“The oil market did not hear Trump’s remarks,” Zanganeh told reporters after a session in the Parliament to discuss the potential impacts of the US president’s recent remarks against the Iran deal – known as the Joint Comprehensive Plan of Action (JCPOA) - on oil prices.
“If Trump’s threats had materialized, there should have been a rapid rise in prices of oil. This is while there have been no significant changes over the past week.”
Trump announced last week that he would not continue certifying the JCPOA after making a series of threats against the Islamic Republic.
While Trump did not pull Washington out of the nuclear deal, he gave the US Congress 60 days to decide whether to reimpose economic sanctions against Tehran that were lifted under the pact.
The US president has come under widespread criticism at home and abroad, with America’s European allies reaffirming their commitment to the nuclear accord.
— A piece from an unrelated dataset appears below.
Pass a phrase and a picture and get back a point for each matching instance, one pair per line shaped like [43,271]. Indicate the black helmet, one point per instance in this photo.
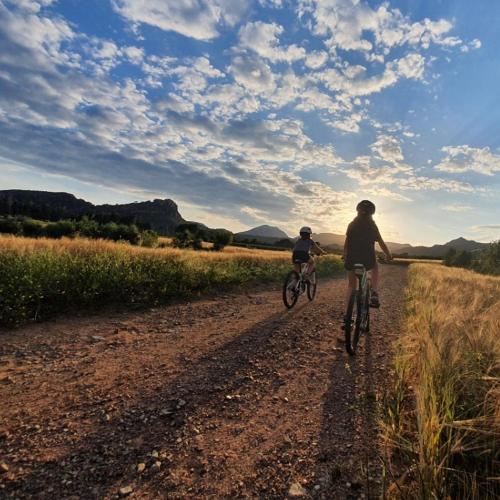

Iranian MP Hossein Naqavi Hosseini was quoted by media in Tehran as saying that Trump’s anti-JCPOA stance, as Zanganeh had told the Parliament, should have increased oil prices to as high as $65 per barrel.
“However, Trump’s remarks failed to produce any major impact,” Hosseini told reporters, echoing Zanganeh’s remarks that this showed the international community had not taken the American president's rhetoric seriously.
He further emphasized that the Iranian petroleum minister had told the MPs that Iran needed to accelerate plans to attract foreign investors in Iran’s oil sector, stressing that a rise in investments would help drive Iran's economic development.